In response to questions from The Weekend Australian Magazine, Sony would not comment on Im’s claims; in relation to the issues raised in the Four Corners program, it said: “We take all allegations of bullying, harassment and other inappropriate behaviour from our employees very seriously and investigate them vigorously.”
My Reality is Im’s first true collection of original material to be released since we were introduced to her talents in 2013. This could be the work that sees her climb a few more rungs on the ladder, and plenty of eyes will be watching what happens next. She is now well established as a drawcard who can fill theatres, and no longer subject to some questionable marketing decisions – including a bizarrely muted underplay in the sizeable Asian market.

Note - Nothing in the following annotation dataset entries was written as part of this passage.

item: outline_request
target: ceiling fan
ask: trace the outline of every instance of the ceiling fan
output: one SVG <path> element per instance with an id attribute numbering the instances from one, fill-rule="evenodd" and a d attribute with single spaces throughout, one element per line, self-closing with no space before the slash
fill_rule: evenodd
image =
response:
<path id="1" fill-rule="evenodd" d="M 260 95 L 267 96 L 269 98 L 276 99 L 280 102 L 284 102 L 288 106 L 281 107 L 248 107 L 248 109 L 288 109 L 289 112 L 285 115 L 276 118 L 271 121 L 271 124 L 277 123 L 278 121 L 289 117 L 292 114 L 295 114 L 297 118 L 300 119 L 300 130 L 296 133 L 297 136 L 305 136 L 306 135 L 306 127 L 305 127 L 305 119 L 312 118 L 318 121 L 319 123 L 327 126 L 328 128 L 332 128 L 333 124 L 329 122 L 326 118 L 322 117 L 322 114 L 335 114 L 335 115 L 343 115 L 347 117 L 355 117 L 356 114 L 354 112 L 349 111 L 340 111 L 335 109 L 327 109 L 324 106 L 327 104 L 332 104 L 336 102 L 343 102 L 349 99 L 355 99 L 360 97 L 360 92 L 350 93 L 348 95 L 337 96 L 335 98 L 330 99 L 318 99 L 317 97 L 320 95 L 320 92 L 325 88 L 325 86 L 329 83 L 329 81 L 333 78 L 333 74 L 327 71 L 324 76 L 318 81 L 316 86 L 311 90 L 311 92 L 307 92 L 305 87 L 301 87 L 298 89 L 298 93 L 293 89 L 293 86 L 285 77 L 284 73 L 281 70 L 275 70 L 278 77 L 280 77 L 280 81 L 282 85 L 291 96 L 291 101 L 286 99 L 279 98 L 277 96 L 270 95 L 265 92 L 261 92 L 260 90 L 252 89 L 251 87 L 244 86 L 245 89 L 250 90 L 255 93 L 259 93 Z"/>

Even in this third verse of her career, though, her past is never too far away. In the room outside her recording studio, several large framed plaques hang on the wall marking career achievements such as gold and platinum record sales. All of them are addressed to the singer with prominent inscriptions that note they were gifted to her “from Denis Handlin AM and all your friends at Sony Music Entertainment Australia”.
At my request, Im opens Spotify and keys in a few letters in search of the live version of the little smart-bomb of a song that Sony released in 2019. It will go down as one of the greatest middle fingers from an artist to their record label in Australian music history. She listens back to the lyrics to Dreamer, which were written from a place of deep frustration – only now, she can laugh at some of those lines that once caused her such pain.
I’m not that stupid, don’t need your advice
And I have a vision and I know the price
If I had to battle I’d fight to the end
I know what I want, I know who I am
As the song moves into its second half, Im bounces in her seat and beams, mimicking the keyboard chords that drive its ear-grabbing chorus. When Sony executives asked her about the subject of the song, Im told them it was written about her father.
“I love my dad!” she says with a laugh. “He’s so supportive. But it’s so direct, and I’m really glad I put that out there. It’s like a bookmark in that chapter of my life. Otherwise maybe I’d forget, or maybe no one will believe me. But it was happening then. I wrote that song at the end of 2017, I reckon. It was bubbling up for so long. I’m just glad I’m out of there, and I’m able to talk about it like this.”
Now, Im is done talking about the past. She’s impatient to show me unreleased songs. Her right hand is poised, hovering over the space bar, growing mildly impatient at my incessant questioning about things that happened years ago. Finally I relent, and it’s only then that the transformation in her is truly complete. With her right middle finger, the master pianist manipulates her way into a nest of a computer files containing the art she’s been waiting years for the world to hear.
Im taps her finger twice to cue the file, then uses her left hand to crank up the volume on her stereo system. As a new song plays, she leans back in her chair and listens, and the look that settles on her face is a striking portrait of contentment and pride. At last, she is free.